Tumbes, Piura, Lambayeque and La Libertad
The northern regions have a warm climate and seas teeming with fish and seafood. Their most prized dishes include ceviches and sudado stews, which combine ingredients harvested from the sea with sour and spicy flavors, and aromatic herbs that provide fresh and intense flavors. Ceviches are made with fish, seafood or black shellfish, all marinated in lemon juice, hot peppers, salt, and served with onions, sweet potatoes and corn in kernels or on the cob.
Chinguirito is a special type of ceviche made with the salted and dried meat of the guitarfish. Main dishes include sudado de pescado fish stew or steamed fish. Fried cassava, clams with parmesan and chifles (round slices of fried plantain) are great hors d’oeuvres to share. All food in the north is accompanied by an ice-cold beer or chicha de jora corn beer.

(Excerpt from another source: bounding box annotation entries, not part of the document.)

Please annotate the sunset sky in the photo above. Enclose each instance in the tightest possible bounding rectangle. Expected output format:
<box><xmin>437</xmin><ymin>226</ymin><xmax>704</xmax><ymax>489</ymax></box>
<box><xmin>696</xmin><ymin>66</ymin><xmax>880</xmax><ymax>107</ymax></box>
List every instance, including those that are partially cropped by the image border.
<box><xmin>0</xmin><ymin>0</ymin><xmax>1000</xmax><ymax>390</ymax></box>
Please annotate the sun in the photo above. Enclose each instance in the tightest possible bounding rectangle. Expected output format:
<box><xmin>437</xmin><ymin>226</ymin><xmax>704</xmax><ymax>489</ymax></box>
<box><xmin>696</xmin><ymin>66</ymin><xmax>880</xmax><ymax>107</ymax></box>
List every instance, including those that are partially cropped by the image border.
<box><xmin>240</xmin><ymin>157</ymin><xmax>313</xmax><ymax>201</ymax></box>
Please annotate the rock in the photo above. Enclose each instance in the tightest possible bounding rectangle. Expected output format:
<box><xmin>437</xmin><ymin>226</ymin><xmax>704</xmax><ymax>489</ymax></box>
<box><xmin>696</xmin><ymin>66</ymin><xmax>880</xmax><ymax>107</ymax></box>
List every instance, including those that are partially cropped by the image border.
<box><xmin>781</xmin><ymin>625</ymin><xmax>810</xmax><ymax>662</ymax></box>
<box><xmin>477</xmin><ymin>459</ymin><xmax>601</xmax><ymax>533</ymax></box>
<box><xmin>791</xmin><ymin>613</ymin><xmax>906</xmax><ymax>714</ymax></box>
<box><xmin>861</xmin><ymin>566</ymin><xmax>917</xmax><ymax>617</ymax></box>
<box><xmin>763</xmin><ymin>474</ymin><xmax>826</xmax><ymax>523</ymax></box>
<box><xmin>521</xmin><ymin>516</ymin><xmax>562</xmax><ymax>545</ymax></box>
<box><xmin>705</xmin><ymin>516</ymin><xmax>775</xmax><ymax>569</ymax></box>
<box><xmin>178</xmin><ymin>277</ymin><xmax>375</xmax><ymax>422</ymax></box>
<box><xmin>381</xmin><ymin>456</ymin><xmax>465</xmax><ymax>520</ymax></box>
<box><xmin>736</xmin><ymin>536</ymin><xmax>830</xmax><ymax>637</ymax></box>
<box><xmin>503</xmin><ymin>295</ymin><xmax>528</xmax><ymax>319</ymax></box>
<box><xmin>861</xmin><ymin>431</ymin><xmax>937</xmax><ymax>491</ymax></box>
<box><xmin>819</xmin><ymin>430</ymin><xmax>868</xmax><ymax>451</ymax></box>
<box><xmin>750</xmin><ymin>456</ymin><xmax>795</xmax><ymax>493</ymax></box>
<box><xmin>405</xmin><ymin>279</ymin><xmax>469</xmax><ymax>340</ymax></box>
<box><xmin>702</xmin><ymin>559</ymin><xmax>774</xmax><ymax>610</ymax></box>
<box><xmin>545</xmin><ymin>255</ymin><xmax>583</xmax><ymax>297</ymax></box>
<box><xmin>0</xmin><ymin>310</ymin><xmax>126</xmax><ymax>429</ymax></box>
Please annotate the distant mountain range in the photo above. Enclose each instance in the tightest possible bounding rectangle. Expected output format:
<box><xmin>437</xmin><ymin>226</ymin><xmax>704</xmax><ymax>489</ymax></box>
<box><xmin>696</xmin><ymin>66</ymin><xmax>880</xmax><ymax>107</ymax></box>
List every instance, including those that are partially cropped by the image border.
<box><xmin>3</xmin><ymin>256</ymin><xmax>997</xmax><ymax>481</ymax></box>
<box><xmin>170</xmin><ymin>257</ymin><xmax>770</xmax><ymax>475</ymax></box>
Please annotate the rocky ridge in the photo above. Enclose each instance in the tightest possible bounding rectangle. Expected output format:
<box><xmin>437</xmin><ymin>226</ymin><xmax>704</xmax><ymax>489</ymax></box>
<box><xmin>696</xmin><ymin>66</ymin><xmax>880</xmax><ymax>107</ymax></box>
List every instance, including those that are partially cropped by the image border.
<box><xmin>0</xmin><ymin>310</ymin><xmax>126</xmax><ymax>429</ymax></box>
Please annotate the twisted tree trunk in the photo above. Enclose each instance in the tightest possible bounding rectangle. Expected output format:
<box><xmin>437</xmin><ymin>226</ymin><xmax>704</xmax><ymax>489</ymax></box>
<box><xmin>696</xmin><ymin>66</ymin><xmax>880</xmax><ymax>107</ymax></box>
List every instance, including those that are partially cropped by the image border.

Many people in this area raise goats, so seco de cabrito (stewed goat meat) is a common dish. Another dish is the seco de chabelo, prepared with grilled beef and roasted and shredded plantain. Rice with duck, flavored with dark beer, is also a classic. Sopa teóloga (Priest’s soup), a broth prepared with turkey, and shámbar, another soup prepared with beans, pork and beef, are also emblematic of northern cuisine.
The north, like any region, has its desserts: the popular quince jellies and the King Kong, a huge alfajor cookie filled with pineapple jam and white manjar (caramel).
Aside from restaurants, these flavors can be sampled in chicherias, where the cooking is done over a wood fire and with clay pots, or in “huariques,” famous for their special homemade flavor.
By air: daily flights from Lima to Tumbes, Piura, Chiclayo and Trujillo.
By land: on the Pan-American Highway North to Tumbes (1,268 km), Piura (982 km), Chiclayo (765 km) and Trujillo (560 km).